The corollary, of course, is that the carrier will not have such a defense as long as it receives timely notice of a claim during the policy period. What this means to you is that you must know which of your liability policies are written on a claims made basis; typically these will be D&O, Employment Practices, Fiduciary, Errors & Omissions and malpractice types of policies. For these and any other claims made policies you need to be alert to anything that could constitute a claim, and make sure it is reported before the policy expires.

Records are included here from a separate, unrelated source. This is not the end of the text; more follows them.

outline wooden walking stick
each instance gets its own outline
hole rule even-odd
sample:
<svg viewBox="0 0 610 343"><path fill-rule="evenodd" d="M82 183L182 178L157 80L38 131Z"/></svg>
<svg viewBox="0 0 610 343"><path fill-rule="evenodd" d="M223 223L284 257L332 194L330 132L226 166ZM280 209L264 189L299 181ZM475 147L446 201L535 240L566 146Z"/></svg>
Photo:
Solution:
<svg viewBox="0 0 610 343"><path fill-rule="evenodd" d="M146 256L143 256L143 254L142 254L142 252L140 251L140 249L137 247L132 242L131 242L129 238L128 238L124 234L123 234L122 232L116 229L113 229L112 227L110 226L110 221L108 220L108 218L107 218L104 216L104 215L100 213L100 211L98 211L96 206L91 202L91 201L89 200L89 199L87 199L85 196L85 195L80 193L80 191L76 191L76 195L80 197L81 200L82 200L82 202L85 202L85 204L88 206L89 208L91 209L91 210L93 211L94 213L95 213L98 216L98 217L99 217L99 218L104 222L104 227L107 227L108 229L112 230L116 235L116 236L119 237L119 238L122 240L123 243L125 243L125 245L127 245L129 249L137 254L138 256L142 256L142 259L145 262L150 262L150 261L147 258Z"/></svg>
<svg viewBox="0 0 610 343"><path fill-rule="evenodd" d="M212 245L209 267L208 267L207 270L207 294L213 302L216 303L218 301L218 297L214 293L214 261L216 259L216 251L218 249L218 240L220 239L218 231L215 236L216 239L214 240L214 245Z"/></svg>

One last caveat: Insurers will also require timely reporting of claims made within the claims made policy period. Here’s an example of a common problem with this we often see: a policyholder with an EPL (Employment Practices Liability) policy gets notice of an EEOC action; in most EPL policies, that’s a claim. The policyholder, thinking its a minor issue that won’t go anywhere or won’t exceed the deductible, fails to report it to the insurance company until, months later (but still within the policy period), the big lawsuit arrives. Even though the insurance company may have then been notified of the claim within the policy period, odds are good they’ll still invoke the late notice provision and seek to deny coverage.